In the corporate environment there’s a common misconception converting a design for desktop-wide screens is as easy as moving the left and right sidebar above and below the main content respectively. To all involved parties’ dismay this is not really the case. You can find many pages on the internet writing about the best responsive design practices (such as mobile-first design), however there’s none, or almost none, about technical gore such as viewport (if one disregards the meta tag) and necessary UX considerations to account for somewhat small smart phone screens.
Disclaimer: I’m not a designer (nor UI, nor UX) so spare me.
Stationary viewports
I was in process of taking care of front end of yet another web-based application which got its responsive design made from yet another terribly thought out desktop-sized design. Then a really strange bug from quality assurance 1-person-team about viewport jumping around got assigned to me. It read:
After a button is clicked the next page opens, but with the window jumped off to odd location.
The bug puzzled me at first as no form of viewport manipulation was done whatsoever at any point of application. As I navigated to another page realisation hit me the cause was nothing else than the method we use for loading pages.
The application in question happens to use AJAX for loading page content and the issue could easily be reproduced only after navigations from content-rich pages to pages with almost no content at all. Viewports simply do not move around without a reason. Quite the contrary, they stay as close as possible to their original location and as amount of content shrinks, parts that originally were invisible below the viewport come up becoming visible.

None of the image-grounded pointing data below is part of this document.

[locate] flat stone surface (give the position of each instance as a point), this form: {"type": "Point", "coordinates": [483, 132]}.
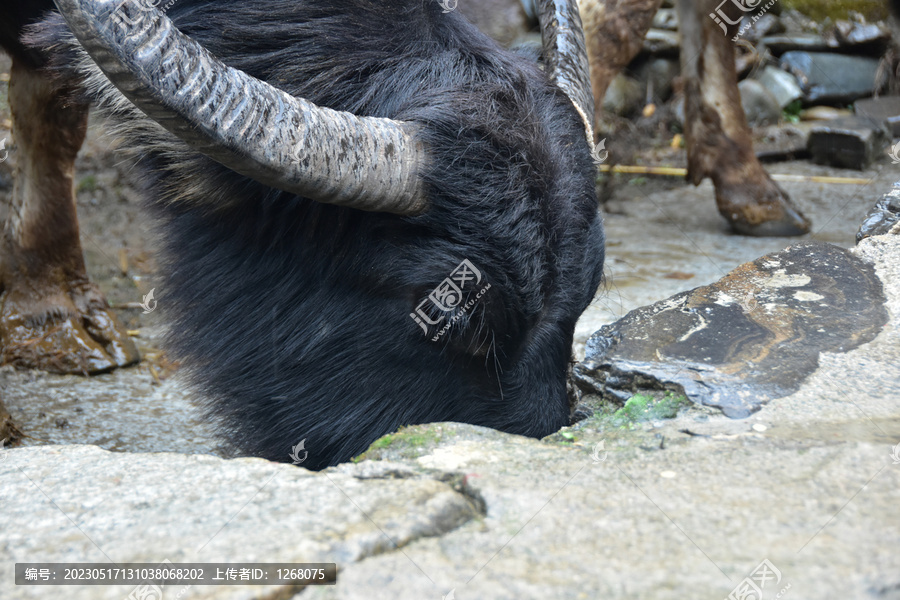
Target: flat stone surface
{"type": "Point", "coordinates": [779, 44]}
{"type": "Point", "coordinates": [745, 340]}
{"type": "Point", "coordinates": [83, 504]}
{"type": "Point", "coordinates": [640, 521]}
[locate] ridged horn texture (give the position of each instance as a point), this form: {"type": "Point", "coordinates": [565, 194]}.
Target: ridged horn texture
{"type": "Point", "coordinates": [565, 54]}
{"type": "Point", "coordinates": [246, 124]}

Indeed, the “odd” location was almost always the footer of the page becoming visible as the newly “loaded” page contained a tiny amount of content compared to previous page. This animation illustrates the issue quite well.
Controlling the content
The obvious way out in this case is to make sure there is no way to let user get into situation in which user can observe the “viewport jump” – ensure user’s viewport is never close to the bottom of the page when presenting an active region which causes a change of content. Put buttons and links towards the beginning of before the content instead of after it, for example.

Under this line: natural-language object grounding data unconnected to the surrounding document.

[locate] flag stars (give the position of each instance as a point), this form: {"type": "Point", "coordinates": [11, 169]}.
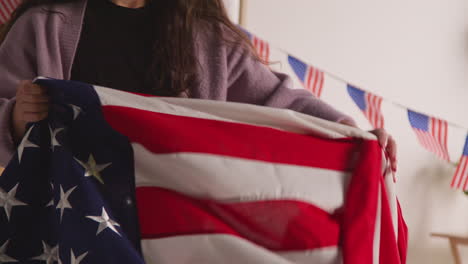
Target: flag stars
{"type": "Point", "coordinates": [8, 200]}
{"type": "Point", "coordinates": [104, 222]}
{"type": "Point", "coordinates": [93, 169]}
{"type": "Point", "coordinates": [49, 254]}
{"type": "Point", "coordinates": [25, 143]}
{"type": "Point", "coordinates": [76, 111]}
{"type": "Point", "coordinates": [64, 203]}
{"type": "Point", "coordinates": [4, 258]}
{"type": "Point", "coordinates": [77, 260]}
{"type": "Point", "coordinates": [53, 137]}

For more application like pages such as games or quizzes it could be sensible to simply make sure all views/pages are similar (or equal) in height making height of the page more or less constant too and avoiding the problem altogether.
Controlling the viewport
If the control of content is impossible due to its dynamic nature, controlling the viewports is the other way out. Viewports are a part of observable user experience and hoping for the best just will not do. Neither will scrolling to (0, 0) on every view change, especially on mobile devices, where it is unusual for header to occupy most of the screen.
As much as one would like to have one solution fits all thing, there is no such thing. One must account for various variables such as location of chrome (header, footer), the priority of content, action area locations, current viewport size and so on. Scrolling to the beginning of content area when another page is loaded should generally be a good choice, though.
And do not ever move the viewport somewhere without explicit user action.
To summarize, the browser viewport is a part of observable user experience. Doing nothing with it (especially in dynamic applications) will burn you and make the application look somewhat unwelcoming.